拡大を続ける東京のウォーターフロント化は、江戸時代初期にはすでに始まっていた。江戸が世界有数の大都市へと飛躍した背景には、徳川幕府の綿密な都市計画があった。東京五輪を前に知っておきたい、東京が首都として発展した歴史的な背景と、現代も見られる江戸の名残を紹介する。

 

 江戸の大半を占めた大名地の多くは、明治以後に売却されている。現代の公官庁や大使館が建ち並ぶエリアも、かつての大名地だ。小石川後楽園や六義園など公園として残っている大名庭園はほんのわずかで、千駄ヶ谷の徳川邸にしても、1964年の東京オリンピック時に国立競技場へと姿を変えている。広大な敷地を必要とする公的施設を造る上で、売却された大名地を利用することは効率的だったのだろう。

 首都高速道路の環状線も、江戸城の濠を巧みに利用している。東京オリンピックが決定した当時、わずか5年以内に開通を実現するため、苦肉の策が講じられたのだろう。江戸の水路が、東京の交通網の動脈として受け継がれているのは必然とも言える。

 また、番士が多く住んだ「番町」や麹職人が多かった「麹町」など、江戸の名残を留める地名も少なくない。東京の今に、江戸の昔を思い浮かべながら散策してみるのも面白いだろう。

 

本郷

今では東京大学の代名詞となっている「赤門」は、江戸時代後期の1827年に作られた。正式名称は「旧加賀屋敷御守殿門」であり、本郷キャンパスの敷地にかつてあった加賀藩前田家上屋敷の朱塗りの正門だった。

 

江戸~東京 略年表

11世紀頃             現在の皇居付近に江戸氏の居館が築かれる。

1457年(長禄元)            江戸氏の居館跡に太田道灌が江戸城を築く。

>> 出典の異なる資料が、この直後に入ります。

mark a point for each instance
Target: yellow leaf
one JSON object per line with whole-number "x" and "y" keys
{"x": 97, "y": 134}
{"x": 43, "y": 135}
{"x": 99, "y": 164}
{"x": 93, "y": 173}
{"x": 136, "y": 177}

1524年(大永4)             江戸城が後北条氏の支城となる。

1590年(天正18)           徳川家康が関東へ移封、江戸を拠点とする。

 徳川(将軍家)による江戸の大規模な普請(土木工事)が開始。

 第一段階(1590~92年)            日比谷入江に注ぎ込む平川・小石川をつけかえ。

 第二段階(1606~07年)            日比谷入江の埋め立て。本丸、二の丸、北の丸の石垣工事。

 第三段階(1612~35年)            隅田川へ合流する神田川放水路を築造。深川、佃島の造成。

 第四段階(1636年頃)  西側の外堀が完成。

1653年(承応2)             玉川上水が開通。

1657年(明暦3)             明暦の大火。江戸城本丸天守が焼け落ちる。

1659年(万治2)             両国橋が架けられる。

18世紀初頭         江戸の人口が100万人を超える。

1818年(文政元)            幕府が御府内(江戸の範囲)を定める。

1868年(明治元)            江戸が東京へと改称、明治天皇が入城。

1923年(大正12)           関東大震災で江戸時代以来の町並みが一変。

1945年(昭和20)           東京大空襲。太平洋戦争に敗戦。

1964年(昭和39)           東京オリンピック開催。前後して、首都高速、東海道新幹線が開通。

1980年代            ウォーターフロント再開発がブームに。